One end of a plastic tube, open at both ends, is placed into a large container of water. A 256 Hz tuning fork, continuously vibrating, is held over the end of the tube in the air and the tube is raised until maximum loudness is observed. The plastic tube is then raised until the next position of maximum loudness is found. This new position is 65 cm higher than the first. Calculate the speed of sound.

Homework Equations

v = f x λ
λ = 4 x L (L = length of tube)

The Attempt at a Solution

Since this is a closed ended column of air, only the odd harmonics are capable of resonating. Thus the two positions must correspond to a frequency difference of 512 HZ (ie. the difference between successive odd harmonics).

The 65 cm difference in tube length must correspond to the wavelength.

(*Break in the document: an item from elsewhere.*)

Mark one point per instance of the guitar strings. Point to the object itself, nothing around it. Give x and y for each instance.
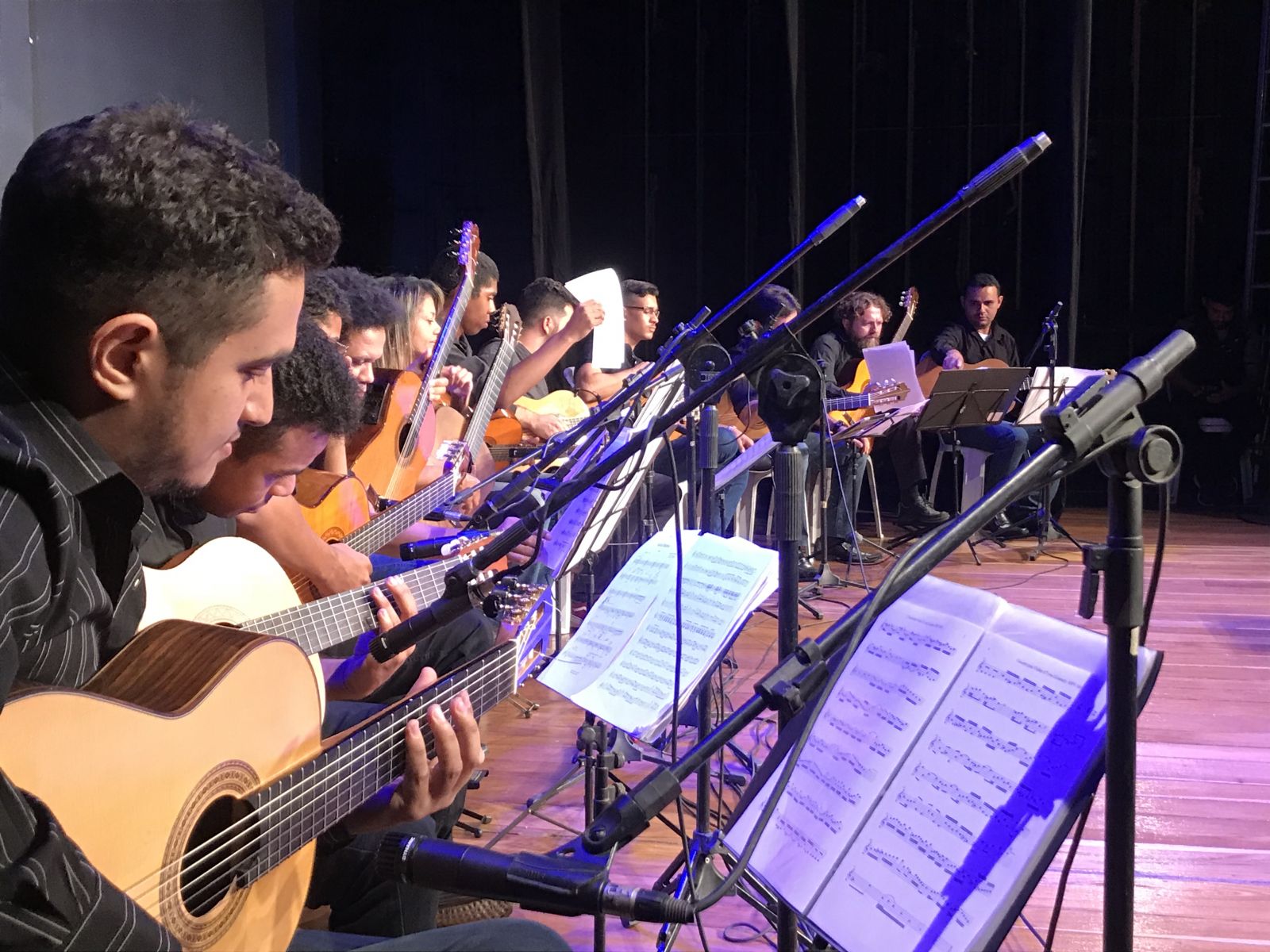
(385, 734)
(381, 740)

The first situation λ₁ = 4 x L. In the second situation, λ₂ = 4(L+.65)

Anyway, here is where I keep getting bogged down.

The velocity has to be the same in both situations, so

v = f₁λ₁ = f₂λ₂

or f₁(4L) = f₂ (4L + 2.60)

Also

f₁ - f₂ = 512

3 variables and 2 equations...seems like I am over-complicating this problem, but if I can figure out either of the sets of frequency and wavelength in the two situations I should be good to go. What am I missing?

 

[Galileo's Ghost]

So, this seems to boil down to that 65 cm corresponding to 1/2 wavelength in the long tube situation...but I do not understand why this is so...

 

[nasu]

The frequency is the same in both cases. So it's the wavelength.
The resonance conditions are different. The length of the empty tube must fit an odd number of lambda/4.
In the first case the length of the empty region can be for example 5*lambda/4 and in the second case 7*lambda/4.
The difference (known) can be used to calculate lambda and then v (because you know f already.